Outside of his military career, some of Fox's bigger adventures include rowing across the Atlantic Ocean from Lagos, Portugal to Macuro, Venezuela in 2016 with four of his friends including Oliver Bailey. Known as Team Essence, their expedition took the crew 50 days over 3,308 nautical miles, and landed them a record for becoming the first team to row unsupported, crossing the Atlantic Ocean from east to west - from mainland Europe to South America, non-stop from mainland to mainland. Across the journey, Team Essence also raised money for the NSPCC.

In April 2018, a team of ten adventurers, including Fox, embarked on an expedition to the North Pole. They made this journey in aid of the charity Borne to raise awareness of premature birth, and also raised £750,000 for new research into its prevention.

In 2019, Fox alongside Sean Johnson kayaked the length of the Yukon river over 1,980 miles in Alaska. The adventure started with a 49-mile hike from Skagway to Lake Bennet, where the kayak journey stretched from Lake Bennett to the Bering Sea, across 48 days. The expedition was unsupported, with Johnson and Fox raising awareness and funds for Royal Navy and Royal Marines Charity.

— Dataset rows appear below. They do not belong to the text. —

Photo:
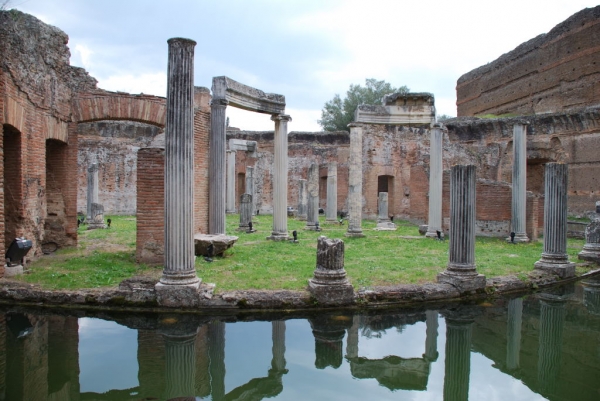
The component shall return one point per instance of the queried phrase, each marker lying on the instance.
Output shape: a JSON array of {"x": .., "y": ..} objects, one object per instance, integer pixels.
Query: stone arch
[{"x": 119, "y": 106}]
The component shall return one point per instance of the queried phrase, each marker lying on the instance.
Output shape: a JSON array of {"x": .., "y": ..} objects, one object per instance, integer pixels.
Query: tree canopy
[{"x": 338, "y": 113}]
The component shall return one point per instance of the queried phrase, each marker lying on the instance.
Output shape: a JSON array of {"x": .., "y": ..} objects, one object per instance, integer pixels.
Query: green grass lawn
[{"x": 105, "y": 257}]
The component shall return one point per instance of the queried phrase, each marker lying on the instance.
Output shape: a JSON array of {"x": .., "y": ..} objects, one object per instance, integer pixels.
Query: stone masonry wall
[{"x": 553, "y": 72}]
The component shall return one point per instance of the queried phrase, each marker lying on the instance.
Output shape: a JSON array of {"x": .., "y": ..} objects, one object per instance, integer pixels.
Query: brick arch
[{"x": 119, "y": 106}]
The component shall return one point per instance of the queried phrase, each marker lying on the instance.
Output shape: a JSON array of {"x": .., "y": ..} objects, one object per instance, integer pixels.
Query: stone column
[
  {"x": 383, "y": 217},
  {"x": 313, "y": 197},
  {"x": 434, "y": 222},
  {"x": 355, "y": 182},
  {"x": 330, "y": 284},
  {"x": 552, "y": 319},
  {"x": 280, "y": 171},
  {"x": 591, "y": 249},
  {"x": 331, "y": 211},
  {"x": 92, "y": 189},
  {"x": 179, "y": 267},
  {"x": 513, "y": 343},
  {"x": 245, "y": 212},
  {"x": 519, "y": 184},
  {"x": 431, "y": 334},
  {"x": 180, "y": 367},
  {"x": 554, "y": 257},
  {"x": 302, "y": 212},
  {"x": 461, "y": 271},
  {"x": 250, "y": 186},
  {"x": 458, "y": 359},
  {"x": 217, "y": 166},
  {"x": 230, "y": 207}
]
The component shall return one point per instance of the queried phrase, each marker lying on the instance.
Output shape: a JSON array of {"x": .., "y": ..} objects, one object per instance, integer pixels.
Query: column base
[
  {"x": 519, "y": 238},
  {"x": 340, "y": 294},
  {"x": 561, "y": 269},
  {"x": 278, "y": 236},
  {"x": 463, "y": 282},
  {"x": 354, "y": 233},
  {"x": 178, "y": 295}
]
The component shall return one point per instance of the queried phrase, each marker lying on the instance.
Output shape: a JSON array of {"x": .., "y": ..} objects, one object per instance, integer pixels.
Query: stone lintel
[
  {"x": 463, "y": 282},
  {"x": 246, "y": 97}
]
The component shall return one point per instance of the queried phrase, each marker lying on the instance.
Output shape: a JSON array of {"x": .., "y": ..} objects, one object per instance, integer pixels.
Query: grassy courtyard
[{"x": 105, "y": 257}]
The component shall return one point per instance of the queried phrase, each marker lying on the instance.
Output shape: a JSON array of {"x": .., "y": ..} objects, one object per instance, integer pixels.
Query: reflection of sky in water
[
  {"x": 107, "y": 356},
  {"x": 108, "y": 360}
]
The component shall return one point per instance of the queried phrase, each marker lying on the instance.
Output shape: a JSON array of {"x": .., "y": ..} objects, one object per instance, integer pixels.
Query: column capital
[
  {"x": 219, "y": 102},
  {"x": 281, "y": 117}
]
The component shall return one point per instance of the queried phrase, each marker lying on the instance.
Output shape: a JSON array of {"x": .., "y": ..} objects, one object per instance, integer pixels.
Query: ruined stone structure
[{"x": 551, "y": 73}]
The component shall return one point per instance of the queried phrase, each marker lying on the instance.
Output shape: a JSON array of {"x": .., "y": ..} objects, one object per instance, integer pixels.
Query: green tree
[{"x": 338, "y": 113}]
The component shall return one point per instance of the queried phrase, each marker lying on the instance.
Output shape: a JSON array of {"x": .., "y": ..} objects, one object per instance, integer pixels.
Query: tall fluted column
[
  {"x": 230, "y": 208},
  {"x": 431, "y": 334},
  {"x": 92, "y": 195},
  {"x": 434, "y": 222},
  {"x": 250, "y": 186},
  {"x": 519, "y": 184},
  {"x": 461, "y": 271},
  {"x": 313, "y": 197},
  {"x": 180, "y": 367},
  {"x": 179, "y": 167},
  {"x": 280, "y": 171},
  {"x": 217, "y": 166},
  {"x": 552, "y": 319},
  {"x": 554, "y": 257},
  {"x": 302, "y": 212},
  {"x": 458, "y": 359},
  {"x": 355, "y": 182},
  {"x": 331, "y": 211},
  {"x": 513, "y": 335}
]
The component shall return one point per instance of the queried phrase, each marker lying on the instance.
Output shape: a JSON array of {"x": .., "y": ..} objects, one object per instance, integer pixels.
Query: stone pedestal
[
  {"x": 461, "y": 271},
  {"x": 313, "y": 197},
  {"x": 555, "y": 258},
  {"x": 179, "y": 270},
  {"x": 230, "y": 207},
  {"x": 355, "y": 182},
  {"x": 591, "y": 249},
  {"x": 302, "y": 212},
  {"x": 280, "y": 170},
  {"x": 434, "y": 222},
  {"x": 245, "y": 213},
  {"x": 383, "y": 219},
  {"x": 518, "y": 220},
  {"x": 329, "y": 284},
  {"x": 217, "y": 166},
  {"x": 97, "y": 217},
  {"x": 331, "y": 208}
]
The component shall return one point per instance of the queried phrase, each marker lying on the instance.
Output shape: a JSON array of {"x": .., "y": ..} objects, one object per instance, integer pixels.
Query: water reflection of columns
[
  {"x": 458, "y": 358},
  {"x": 513, "y": 343},
  {"x": 216, "y": 353},
  {"x": 431, "y": 334},
  {"x": 180, "y": 366},
  {"x": 552, "y": 318}
]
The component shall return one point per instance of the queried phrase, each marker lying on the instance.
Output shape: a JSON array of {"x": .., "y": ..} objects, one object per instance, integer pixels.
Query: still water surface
[{"x": 543, "y": 346}]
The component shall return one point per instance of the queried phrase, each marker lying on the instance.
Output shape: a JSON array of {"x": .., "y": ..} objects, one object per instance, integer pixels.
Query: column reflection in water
[
  {"x": 552, "y": 318},
  {"x": 513, "y": 344},
  {"x": 458, "y": 358}
]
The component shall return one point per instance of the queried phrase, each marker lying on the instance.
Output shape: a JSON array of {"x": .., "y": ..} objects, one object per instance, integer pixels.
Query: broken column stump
[{"x": 329, "y": 284}]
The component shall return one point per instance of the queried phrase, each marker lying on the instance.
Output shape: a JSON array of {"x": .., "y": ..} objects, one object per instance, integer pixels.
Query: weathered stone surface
[
  {"x": 552, "y": 72},
  {"x": 221, "y": 243}
]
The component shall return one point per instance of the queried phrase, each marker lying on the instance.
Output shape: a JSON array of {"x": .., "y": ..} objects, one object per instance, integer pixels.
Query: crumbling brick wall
[{"x": 551, "y": 73}]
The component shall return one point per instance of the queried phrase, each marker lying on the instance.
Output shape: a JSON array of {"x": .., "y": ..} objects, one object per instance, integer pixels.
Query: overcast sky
[{"x": 306, "y": 50}]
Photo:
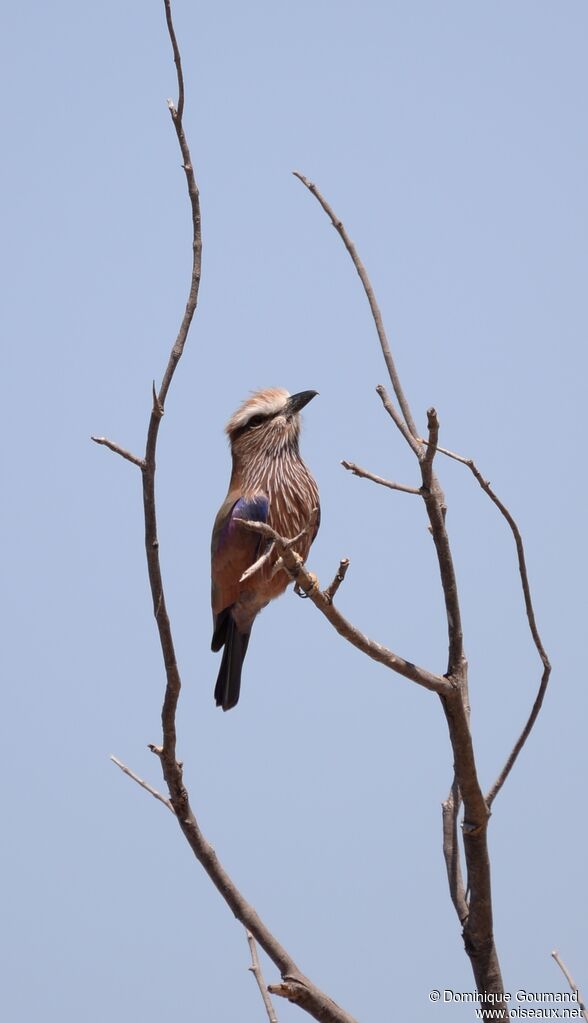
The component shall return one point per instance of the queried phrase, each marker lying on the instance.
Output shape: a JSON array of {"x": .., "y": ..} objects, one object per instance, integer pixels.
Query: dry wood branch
[
  {"x": 144, "y": 785},
  {"x": 119, "y": 450},
  {"x": 478, "y": 931},
  {"x": 336, "y": 223},
  {"x": 363, "y": 473},
  {"x": 397, "y": 418},
  {"x": 308, "y": 582},
  {"x": 433, "y": 424},
  {"x": 573, "y": 985},
  {"x": 307, "y": 994},
  {"x": 257, "y": 972},
  {"x": 330, "y": 591},
  {"x": 530, "y": 617},
  {"x": 451, "y": 852},
  {"x": 259, "y": 565},
  {"x": 177, "y": 58}
]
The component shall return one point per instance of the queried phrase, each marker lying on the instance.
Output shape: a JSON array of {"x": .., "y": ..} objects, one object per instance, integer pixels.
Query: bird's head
[{"x": 267, "y": 421}]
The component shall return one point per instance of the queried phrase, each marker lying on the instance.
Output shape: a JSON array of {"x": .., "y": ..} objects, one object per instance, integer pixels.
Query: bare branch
[
  {"x": 451, "y": 852},
  {"x": 144, "y": 785},
  {"x": 308, "y": 582},
  {"x": 530, "y": 616},
  {"x": 257, "y": 972},
  {"x": 259, "y": 565},
  {"x": 397, "y": 418},
  {"x": 572, "y": 982},
  {"x": 363, "y": 473},
  {"x": 336, "y": 223},
  {"x": 310, "y": 997},
  {"x": 177, "y": 58},
  {"x": 119, "y": 450},
  {"x": 433, "y": 424},
  {"x": 341, "y": 574}
]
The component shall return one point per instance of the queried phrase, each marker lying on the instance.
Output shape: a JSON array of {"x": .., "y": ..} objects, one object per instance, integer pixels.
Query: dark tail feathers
[{"x": 229, "y": 680}]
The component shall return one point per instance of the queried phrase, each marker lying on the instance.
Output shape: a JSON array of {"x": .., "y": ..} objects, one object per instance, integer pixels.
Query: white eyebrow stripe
[{"x": 263, "y": 403}]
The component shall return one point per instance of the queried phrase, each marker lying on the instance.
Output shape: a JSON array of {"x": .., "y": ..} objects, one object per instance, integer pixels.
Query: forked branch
[
  {"x": 302, "y": 989},
  {"x": 308, "y": 583},
  {"x": 530, "y": 617}
]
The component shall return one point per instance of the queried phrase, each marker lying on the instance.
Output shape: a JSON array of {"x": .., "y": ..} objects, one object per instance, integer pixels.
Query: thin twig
[
  {"x": 309, "y": 996},
  {"x": 257, "y": 972},
  {"x": 119, "y": 450},
  {"x": 177, "y": 58},
  {"x": 451, "y": 851},
  {"x": 530, "y": 617},
  {"x": 397, "y": 418},
  {"x": 336, "y": 223},
  {"x": 144, "y": 785},
  {"x": 259, "y": 565},
  {"x": 341, "y": 574},
  {"x": 572, "y": 982},
  {"x": 433, "y": 424},
  {"x": 308, "y": 582},
  {"x": 478, "y": 930},
  {"x": 365, "y": 475}
]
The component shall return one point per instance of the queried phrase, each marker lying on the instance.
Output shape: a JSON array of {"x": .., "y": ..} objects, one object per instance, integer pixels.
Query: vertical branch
[
  {"x": 338, "y": 226},
  {"x": 157, "y": 407}
]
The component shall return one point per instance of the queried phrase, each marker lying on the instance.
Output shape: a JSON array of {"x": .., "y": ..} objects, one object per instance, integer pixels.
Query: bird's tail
[{"x": 229, "y": 680}]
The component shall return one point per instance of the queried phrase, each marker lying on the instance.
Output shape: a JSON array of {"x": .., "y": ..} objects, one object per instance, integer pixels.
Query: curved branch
[
  {"x": 530, "y": 617},
  {"x": 307, "y": 994},
  {"x": 308, "y": 583}
]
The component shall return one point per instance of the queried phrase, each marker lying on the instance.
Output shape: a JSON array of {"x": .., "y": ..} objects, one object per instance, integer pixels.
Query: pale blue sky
[{"x": 451, "y": 138}]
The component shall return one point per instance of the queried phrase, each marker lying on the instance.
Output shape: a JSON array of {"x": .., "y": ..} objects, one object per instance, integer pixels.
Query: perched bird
[{"x": 269, "y": 483}]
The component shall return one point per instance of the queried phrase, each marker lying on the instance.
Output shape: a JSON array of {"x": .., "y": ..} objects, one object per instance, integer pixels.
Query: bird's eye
[{"x": 256, "y": 420}]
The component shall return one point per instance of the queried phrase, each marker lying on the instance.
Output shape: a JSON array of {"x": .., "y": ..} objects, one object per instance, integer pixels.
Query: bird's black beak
[{"x": 297, "y": 402}]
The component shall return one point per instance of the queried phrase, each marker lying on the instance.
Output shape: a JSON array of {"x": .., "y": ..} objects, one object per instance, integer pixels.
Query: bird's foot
[{"x": 304, "y": 593}]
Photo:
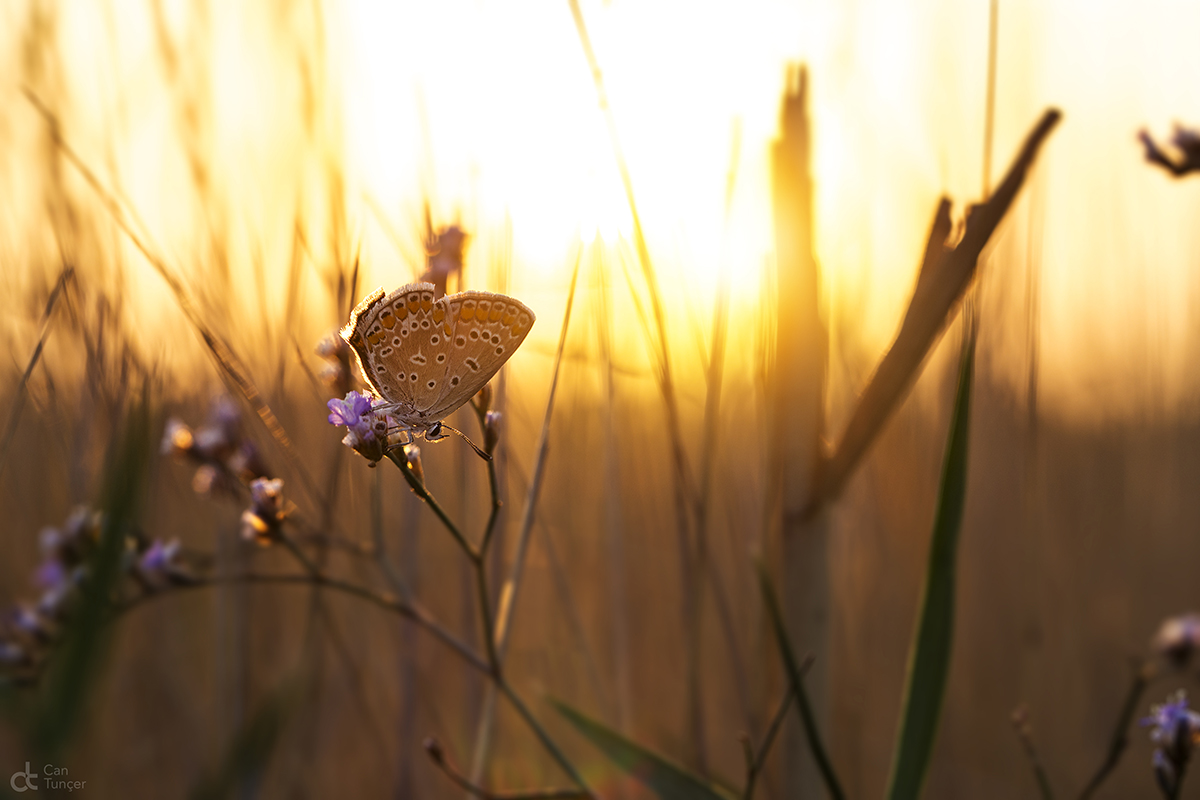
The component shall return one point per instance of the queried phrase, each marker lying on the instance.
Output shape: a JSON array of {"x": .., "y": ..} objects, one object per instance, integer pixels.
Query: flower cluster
[
  {"x": 366, "y": 427},
  {"x": 1176, "y": 731},
  {"x": 223, "y": 456},
  {"x": 261, "y": 522},
  {"x": 1179, "y": 638},
  {"x": 29, "y": 629}
]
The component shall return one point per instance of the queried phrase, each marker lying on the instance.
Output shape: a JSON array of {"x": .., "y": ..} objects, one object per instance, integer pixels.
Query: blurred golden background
[{"x": 281, "y": 158}]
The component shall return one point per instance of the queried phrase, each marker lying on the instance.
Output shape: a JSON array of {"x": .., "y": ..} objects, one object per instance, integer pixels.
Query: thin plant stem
[
  {"x": 397, "y": 457},
  {"x": 221, "y": 352},
  {"x": 1025, "y": 733},
  {"x": 381, "y": 553},
  {"x": 408, "y": 609},
  {"x": 756, "y": 759},
  {"x": 499, "y": 635},
  {"x": 682, "y": 483},
  {"x": 42, "y": 335},
  {"x": 473, "y": 789},
  {"x": 796, "y": 675},
  {"x": 540, "y": 732},
  {"x": 1120, "y": 739}
]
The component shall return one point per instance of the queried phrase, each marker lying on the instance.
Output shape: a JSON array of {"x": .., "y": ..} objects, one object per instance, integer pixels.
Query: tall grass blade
[
  {"x": 665, "y": 779},
  {"x": 796, "y": 678},
  {"x": 76, "y": 665},
  {"x": 251, "y": 747},
  {"x": 942, "y": 281},
  {"x": 929, "y": 659}
]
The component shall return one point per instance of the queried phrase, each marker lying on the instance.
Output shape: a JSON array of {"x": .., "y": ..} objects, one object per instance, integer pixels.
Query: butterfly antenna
[{"x": 465, "y": 438}]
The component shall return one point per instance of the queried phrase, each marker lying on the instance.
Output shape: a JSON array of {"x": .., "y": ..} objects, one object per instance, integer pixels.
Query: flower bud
[
  {"x": 413, "y": 456},
  {"x": 1179, "y": 638}
]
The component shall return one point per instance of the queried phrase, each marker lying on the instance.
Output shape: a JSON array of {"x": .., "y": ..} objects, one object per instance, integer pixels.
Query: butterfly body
[{"x": 427, "y": 356}]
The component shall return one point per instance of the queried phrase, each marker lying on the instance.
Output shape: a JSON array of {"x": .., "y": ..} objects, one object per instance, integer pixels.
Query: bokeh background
[{"x": 265, "y": 149}]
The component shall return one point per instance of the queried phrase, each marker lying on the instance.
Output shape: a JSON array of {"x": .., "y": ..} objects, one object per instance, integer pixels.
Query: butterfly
[{"x": 426, "y": 358}]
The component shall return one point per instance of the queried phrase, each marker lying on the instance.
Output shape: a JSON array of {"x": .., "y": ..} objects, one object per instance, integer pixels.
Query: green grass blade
[
  {"x": 796, "y": 677},
  {"x": 251, "y": 747},
  {"x": 665, "y": 779},
  {"x": 929, "y": 657},
  {"x": 76, "y": 665}
]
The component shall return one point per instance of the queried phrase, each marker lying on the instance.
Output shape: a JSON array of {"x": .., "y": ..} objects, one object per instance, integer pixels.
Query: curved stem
[
  {"x": 414, "y": 612},
  {"x": 397, "y": 457},
  {"x": 540, "y": 732}
]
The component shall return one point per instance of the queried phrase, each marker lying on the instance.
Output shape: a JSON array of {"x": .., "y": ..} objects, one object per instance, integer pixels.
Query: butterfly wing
[
  {"x": 363, "y": 334},
  {"x": 403, "y": 346},
  {"x": 486, "y": 329}
]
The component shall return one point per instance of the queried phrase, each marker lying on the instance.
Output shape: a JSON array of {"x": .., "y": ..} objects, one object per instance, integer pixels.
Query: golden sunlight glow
[{"x": 487, "y": 110}]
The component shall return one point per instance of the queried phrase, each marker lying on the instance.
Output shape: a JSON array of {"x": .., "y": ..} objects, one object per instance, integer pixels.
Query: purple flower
[
  {"x": 354, "y": 413},
  {"x": 1171, "y": 719},
  {"x": 265, "y": 511},
  {"x": 366, "y": 428},
  {"x": 1176, "y": 731}
]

Fox, with his co-star of SAS: Who Dares Wins, Ollie Ollerton, co-founded a corporate team building, training and events company. In 2019, Fox and Ollerton went on to launch the fitness and wellbeing app Battle Ready 360 – which focuses on personalised plans for individuals looking to balance mind, body and nutrition.

Fox is also an ambassador of Veterans 4 Wildlife, which campaigns against wildlife crime.